I catch public transport practically every day, certainly every work day. Here in Melbourne, in the inner suburbs, it is relatively easy to get anywhere by train, tram or bus. To get to and from work I catch all three; two trams, one train and a bus. It takes me about an hour to get to work and I spend almost every minute of that time reading. If I drove to work, I would miss out on those two hours a day to read. I read mostly on my Kindle because it is lightweight and easy to fit into my bag. But I also read library books, often regretting their size and weight as I balance them on top of my lunch, between my wallet and water bottle. I bought a bigger bag, so I could fit everything in it.

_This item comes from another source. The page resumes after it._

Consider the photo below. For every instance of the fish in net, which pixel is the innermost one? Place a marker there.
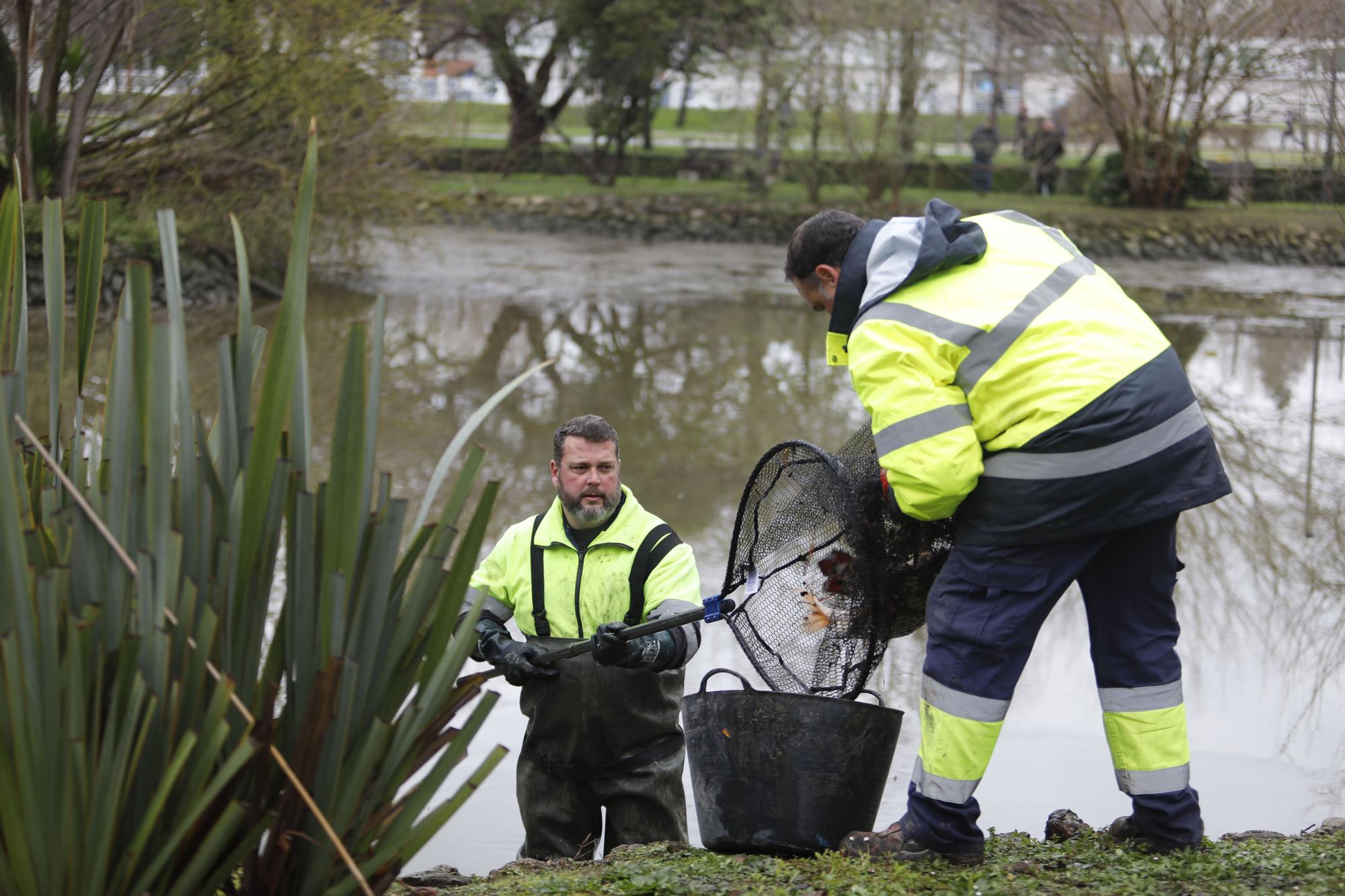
(829, 573)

I’m not alone with my reading habit, so many people on public transport read and, although I’ve seen several Kindles, most of them read real books, the majority paperbacks. In the past I expected to see more people on their phones, there are a few of them, but the us readers outnumber them. Sometimes I try to see what other people are reading. Yes, I’m that woman on the tram or train who cranes her neck toward you, or bends too far forward or leans way too far back to try to see what you are reading. I’m not often successful.
I am always running for trams and trains, not so much buses. Despite living near St Kilda Road, which has almost continuous trams scheduled during peak hours, I still feel the urge to run to catch the one which is nearly ready to pull away from the stop. It must be the sense of achievement I feel as I hang onto the handle and drag myself up the stairs, puffing and panting and looking anything except controlled.
I enjoy travelling on public transport, but I have one major complaint. Rarely do I hop on a mode of public transport which looks as if it has been regularly cleaned. If anything, the buses are cleaner than the trains which are cleaner than the trams, which are almost always disgusting. I doubt the seats in the trams have ever been steam cleaned and I’m certain the handles, seat rims and poles have never been wiped down. Sometimes they are so sticky it is impossible to hold on.
I’ve travelled through a few countries in Europe where the public transport is immaculate. Germany is one of them. If only the Victorian government would insist on cleanliness as part of the tender for the public transport system. After all, as a city which is noted as “the most liveable city” for seven years running, would be fabulous if it could also claim to be the cleanest. In my opinion, that goes for the streets as well as the public transport.
Mind you, the population of Melbourne who live in the outer suburbs would simply like to have reliable public transport, clean or not.